Texas - When 82-year-old Gracie Lou Phillips returned from early voting last week in North Texas, she "danced a little jig" around her walker, then sat down and raised her fists into the air, her family said.
"I voted!" she declared.
Until then, Phillips, from Grand Prairie, had never cast a ballot - the result of misapprehension about voting and the belief that she didn't have a voice, her family said.
But her son-in-law, Jeff Griffith, said that in recent years, voting had become extremely important to Phillips, and she wanted to have a say in the 2018 midterm elections.
So despite being gravely ill, Phillips cast her first-ever ballot during early voting Thursday in Grand Prairie.
On Monday, she died.
Phillips was a beautician; her husband, Bill, worked in construction.
They had their hands full caring for seven children, and Griffith said his mother-in-law never voted because her husband, before his death a decade ago, always worried that the couple would get called for jury duty and "not be able to make ends meet." Plus, he did not want them to be political for fear that it might sway business, the family said.

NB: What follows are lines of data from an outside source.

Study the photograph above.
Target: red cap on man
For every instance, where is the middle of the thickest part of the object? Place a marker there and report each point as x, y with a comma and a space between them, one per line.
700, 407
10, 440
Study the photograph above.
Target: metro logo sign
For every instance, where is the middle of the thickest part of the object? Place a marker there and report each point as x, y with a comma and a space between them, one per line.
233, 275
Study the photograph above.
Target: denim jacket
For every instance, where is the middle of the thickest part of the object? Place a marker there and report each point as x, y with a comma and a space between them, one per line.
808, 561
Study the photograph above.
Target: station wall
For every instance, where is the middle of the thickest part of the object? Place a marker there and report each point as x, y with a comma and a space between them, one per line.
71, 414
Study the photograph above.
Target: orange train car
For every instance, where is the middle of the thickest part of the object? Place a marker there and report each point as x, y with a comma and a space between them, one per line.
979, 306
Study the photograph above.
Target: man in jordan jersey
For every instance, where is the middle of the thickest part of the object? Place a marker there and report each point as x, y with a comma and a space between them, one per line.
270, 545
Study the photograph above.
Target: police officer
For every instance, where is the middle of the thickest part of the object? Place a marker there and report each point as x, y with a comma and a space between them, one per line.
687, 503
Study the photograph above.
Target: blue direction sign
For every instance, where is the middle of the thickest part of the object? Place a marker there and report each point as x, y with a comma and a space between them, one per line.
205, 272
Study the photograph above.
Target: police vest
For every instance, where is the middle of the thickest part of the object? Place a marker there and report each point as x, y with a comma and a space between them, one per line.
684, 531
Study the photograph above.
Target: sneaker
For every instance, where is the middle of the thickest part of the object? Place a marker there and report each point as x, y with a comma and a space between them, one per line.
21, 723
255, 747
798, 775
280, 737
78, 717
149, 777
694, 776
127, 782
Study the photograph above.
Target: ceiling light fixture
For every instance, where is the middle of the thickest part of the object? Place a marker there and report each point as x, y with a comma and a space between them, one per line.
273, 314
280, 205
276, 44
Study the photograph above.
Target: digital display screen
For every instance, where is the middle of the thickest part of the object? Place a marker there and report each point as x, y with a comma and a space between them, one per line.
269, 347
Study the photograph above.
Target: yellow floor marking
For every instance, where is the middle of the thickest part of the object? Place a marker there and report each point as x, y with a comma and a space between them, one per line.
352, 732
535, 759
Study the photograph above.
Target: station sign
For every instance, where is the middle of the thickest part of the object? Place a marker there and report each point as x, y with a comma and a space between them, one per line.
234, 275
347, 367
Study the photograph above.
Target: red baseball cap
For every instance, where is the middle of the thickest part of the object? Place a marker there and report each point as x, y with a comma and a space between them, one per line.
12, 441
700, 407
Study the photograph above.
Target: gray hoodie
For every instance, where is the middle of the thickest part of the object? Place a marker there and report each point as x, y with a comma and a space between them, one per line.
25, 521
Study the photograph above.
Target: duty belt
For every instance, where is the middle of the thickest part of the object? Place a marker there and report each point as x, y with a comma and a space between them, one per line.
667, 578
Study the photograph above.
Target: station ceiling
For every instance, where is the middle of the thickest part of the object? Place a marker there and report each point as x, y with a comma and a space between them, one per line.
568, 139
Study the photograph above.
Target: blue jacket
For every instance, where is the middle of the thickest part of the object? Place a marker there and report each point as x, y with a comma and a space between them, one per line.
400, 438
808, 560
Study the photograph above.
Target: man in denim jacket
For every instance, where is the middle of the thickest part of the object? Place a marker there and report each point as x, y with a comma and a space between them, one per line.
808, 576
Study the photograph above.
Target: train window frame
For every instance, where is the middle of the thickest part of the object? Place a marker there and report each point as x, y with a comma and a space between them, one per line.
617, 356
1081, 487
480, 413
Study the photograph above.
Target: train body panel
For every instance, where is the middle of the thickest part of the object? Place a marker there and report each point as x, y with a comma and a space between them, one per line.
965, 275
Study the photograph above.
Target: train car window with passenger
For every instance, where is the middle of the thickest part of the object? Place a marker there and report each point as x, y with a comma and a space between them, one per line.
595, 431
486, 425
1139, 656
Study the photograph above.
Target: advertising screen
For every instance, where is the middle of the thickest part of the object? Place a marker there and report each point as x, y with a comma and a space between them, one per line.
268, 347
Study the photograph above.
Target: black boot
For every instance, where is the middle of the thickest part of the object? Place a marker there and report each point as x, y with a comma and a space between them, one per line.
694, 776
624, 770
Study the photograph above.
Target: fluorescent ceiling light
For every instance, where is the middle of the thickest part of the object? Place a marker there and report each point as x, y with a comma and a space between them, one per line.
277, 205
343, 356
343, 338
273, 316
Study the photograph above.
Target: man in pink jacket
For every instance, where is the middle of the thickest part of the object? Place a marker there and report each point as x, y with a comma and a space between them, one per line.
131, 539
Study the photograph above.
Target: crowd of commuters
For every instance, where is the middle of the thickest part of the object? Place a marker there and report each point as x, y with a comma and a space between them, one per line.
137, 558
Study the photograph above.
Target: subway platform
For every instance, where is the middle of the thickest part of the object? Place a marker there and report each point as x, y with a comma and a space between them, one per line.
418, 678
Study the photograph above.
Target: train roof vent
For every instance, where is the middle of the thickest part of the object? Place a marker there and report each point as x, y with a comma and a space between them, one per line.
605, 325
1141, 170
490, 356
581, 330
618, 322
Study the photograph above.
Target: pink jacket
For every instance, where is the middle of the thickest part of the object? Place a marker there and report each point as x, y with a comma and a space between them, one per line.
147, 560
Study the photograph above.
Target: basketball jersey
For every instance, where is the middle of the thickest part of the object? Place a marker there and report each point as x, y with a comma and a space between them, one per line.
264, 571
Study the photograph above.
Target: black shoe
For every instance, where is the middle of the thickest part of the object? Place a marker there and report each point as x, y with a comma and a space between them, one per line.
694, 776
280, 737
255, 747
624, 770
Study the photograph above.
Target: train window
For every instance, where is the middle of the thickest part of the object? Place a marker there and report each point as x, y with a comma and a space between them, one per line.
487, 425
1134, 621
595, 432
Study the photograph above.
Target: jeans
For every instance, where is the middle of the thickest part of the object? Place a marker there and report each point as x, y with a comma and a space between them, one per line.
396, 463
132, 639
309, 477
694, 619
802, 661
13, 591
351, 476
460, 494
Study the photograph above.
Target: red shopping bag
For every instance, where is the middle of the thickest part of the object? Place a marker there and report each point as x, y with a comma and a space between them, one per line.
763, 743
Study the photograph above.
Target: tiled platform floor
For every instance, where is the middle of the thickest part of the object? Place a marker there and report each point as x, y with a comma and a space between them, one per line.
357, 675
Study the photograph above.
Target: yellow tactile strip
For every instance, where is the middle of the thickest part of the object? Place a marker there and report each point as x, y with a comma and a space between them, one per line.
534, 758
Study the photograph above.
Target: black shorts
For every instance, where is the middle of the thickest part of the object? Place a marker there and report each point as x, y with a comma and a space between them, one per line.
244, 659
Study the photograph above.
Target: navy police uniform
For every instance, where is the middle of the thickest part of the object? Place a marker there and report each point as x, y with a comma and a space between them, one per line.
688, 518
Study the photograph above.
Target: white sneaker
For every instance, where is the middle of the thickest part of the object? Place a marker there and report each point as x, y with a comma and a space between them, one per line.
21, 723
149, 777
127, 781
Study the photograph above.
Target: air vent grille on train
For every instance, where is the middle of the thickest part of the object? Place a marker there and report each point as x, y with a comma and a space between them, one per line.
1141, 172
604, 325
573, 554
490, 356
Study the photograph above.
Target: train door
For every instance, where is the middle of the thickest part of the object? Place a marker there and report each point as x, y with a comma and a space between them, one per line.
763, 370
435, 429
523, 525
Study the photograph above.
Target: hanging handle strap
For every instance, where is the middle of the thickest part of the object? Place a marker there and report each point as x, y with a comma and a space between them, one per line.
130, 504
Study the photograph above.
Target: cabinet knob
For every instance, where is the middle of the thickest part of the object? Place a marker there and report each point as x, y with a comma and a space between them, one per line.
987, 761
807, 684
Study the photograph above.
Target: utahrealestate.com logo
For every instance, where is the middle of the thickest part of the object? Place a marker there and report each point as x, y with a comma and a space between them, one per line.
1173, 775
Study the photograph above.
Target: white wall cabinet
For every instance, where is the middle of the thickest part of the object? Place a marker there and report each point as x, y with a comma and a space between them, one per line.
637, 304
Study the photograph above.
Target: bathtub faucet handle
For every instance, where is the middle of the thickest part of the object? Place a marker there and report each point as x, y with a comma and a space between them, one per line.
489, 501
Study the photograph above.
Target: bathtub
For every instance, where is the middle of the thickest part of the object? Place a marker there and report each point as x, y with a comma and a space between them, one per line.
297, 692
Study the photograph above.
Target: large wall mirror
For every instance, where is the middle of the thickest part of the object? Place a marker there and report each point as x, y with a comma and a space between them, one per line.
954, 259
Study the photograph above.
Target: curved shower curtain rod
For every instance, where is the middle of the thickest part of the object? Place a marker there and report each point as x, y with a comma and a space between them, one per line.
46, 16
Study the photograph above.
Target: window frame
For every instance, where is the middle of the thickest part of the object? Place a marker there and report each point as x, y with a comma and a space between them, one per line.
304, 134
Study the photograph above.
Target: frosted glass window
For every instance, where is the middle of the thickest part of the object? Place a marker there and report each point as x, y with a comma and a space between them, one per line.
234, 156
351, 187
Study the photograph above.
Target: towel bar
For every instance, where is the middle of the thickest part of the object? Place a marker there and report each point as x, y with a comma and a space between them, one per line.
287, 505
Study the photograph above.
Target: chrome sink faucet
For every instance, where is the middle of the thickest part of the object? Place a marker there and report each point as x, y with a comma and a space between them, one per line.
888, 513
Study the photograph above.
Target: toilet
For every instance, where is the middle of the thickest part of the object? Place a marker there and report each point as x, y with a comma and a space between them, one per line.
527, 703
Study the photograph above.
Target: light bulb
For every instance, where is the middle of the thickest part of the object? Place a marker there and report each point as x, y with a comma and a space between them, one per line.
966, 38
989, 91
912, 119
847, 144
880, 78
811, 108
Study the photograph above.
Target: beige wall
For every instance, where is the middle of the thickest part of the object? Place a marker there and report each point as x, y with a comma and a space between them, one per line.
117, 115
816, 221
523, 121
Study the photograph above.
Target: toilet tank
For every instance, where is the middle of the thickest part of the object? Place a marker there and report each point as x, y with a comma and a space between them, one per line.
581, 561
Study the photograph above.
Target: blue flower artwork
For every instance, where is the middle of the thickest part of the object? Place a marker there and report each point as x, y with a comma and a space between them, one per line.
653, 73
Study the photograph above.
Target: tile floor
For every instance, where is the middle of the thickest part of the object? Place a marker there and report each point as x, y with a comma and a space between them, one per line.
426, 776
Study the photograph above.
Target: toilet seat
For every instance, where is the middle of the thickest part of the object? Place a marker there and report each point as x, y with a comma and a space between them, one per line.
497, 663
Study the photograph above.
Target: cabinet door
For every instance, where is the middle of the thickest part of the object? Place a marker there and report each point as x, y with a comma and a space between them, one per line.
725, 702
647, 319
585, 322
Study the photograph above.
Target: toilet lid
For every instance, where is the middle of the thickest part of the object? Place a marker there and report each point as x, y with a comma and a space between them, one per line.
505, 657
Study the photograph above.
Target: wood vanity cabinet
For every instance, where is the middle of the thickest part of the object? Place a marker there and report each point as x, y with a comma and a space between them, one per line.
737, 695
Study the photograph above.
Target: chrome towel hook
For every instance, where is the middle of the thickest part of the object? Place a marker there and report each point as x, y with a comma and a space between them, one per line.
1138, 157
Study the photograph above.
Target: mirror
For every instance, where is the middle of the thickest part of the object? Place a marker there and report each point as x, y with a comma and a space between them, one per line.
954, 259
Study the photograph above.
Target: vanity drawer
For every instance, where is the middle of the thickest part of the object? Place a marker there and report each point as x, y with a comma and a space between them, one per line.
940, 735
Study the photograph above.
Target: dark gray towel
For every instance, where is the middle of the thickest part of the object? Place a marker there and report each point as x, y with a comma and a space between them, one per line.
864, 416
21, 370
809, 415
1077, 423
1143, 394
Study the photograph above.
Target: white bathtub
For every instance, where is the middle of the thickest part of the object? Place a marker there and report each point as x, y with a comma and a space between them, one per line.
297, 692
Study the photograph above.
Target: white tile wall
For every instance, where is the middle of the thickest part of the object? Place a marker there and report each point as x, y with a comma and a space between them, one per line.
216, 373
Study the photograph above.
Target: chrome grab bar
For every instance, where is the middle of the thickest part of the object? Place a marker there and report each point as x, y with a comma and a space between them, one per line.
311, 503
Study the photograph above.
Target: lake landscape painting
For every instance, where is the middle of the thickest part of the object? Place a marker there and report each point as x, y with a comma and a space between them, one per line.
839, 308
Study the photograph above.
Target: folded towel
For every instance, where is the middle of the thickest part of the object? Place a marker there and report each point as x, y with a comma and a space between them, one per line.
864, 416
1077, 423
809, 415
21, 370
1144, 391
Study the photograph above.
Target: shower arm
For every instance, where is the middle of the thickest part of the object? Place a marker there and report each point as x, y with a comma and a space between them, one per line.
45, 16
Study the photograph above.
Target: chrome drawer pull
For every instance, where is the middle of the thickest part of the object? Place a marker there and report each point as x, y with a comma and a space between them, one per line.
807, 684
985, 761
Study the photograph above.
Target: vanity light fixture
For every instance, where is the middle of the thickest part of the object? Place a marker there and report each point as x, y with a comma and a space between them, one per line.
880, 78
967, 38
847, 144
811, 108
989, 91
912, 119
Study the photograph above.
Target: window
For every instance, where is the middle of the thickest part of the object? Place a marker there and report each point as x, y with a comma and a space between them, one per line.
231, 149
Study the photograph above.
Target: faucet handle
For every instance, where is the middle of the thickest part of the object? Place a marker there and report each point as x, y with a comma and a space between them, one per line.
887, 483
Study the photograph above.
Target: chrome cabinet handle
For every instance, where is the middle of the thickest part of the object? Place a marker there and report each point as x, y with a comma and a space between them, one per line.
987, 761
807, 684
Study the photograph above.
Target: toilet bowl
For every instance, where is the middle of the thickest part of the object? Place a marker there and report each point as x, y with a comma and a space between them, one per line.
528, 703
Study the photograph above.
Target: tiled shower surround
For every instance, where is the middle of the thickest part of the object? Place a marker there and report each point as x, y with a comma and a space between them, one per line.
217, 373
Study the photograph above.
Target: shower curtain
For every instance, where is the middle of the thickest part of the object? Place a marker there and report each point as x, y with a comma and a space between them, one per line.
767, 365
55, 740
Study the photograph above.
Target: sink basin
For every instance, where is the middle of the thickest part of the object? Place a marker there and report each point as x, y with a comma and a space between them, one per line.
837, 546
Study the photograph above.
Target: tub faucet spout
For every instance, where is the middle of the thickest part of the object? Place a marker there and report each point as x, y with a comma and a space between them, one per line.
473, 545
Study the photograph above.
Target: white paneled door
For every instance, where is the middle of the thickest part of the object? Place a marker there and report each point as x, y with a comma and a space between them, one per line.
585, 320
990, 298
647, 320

But after watching the elections in recent years, Griffith said, his mother-in-law wanted to participate.
She registered to vote, but then she became ill with pneumonia and sepsis, Griffith said. Still, he said, while Phillips was in the hospital, she kept talking about the election.
"She was asking, 'Isn't there some way I can vote? Don't they let people vote from the hospital?' " he said. "It was really important to her." He added that when she got home, "she kept insisting."
So Thursday afternoon, Phillips, who was in hospice care, went to the polls - a church near her home.
Phillips, who was on oxygen, stayed in the vehicle and poll workers brought her a paper ballot, Griffith said. When she finished filling it out, he said, they clapped and cheered.
A video from her family showed Phillips sitting in the vehicle, holding a souvenir pen and a sticker.
"I voted today," she said, reading the words printed on the seal.
But the next morning, Phillips was unable to get out of bed or to drink her morning coffee, her family said.
"She said, 'At least I voted,' " her son-in-law recalled. "It was one of the last coherent things she said to us."
She died just before 2 a.m. Monday, with her daughters by her side, but her vote having been logged.
"She was very proud," Griffith said. "She wanted to drain the swamp. She voted straight-ticket Republican."
He added: "She was very happy. She kept saying she finally got to vote."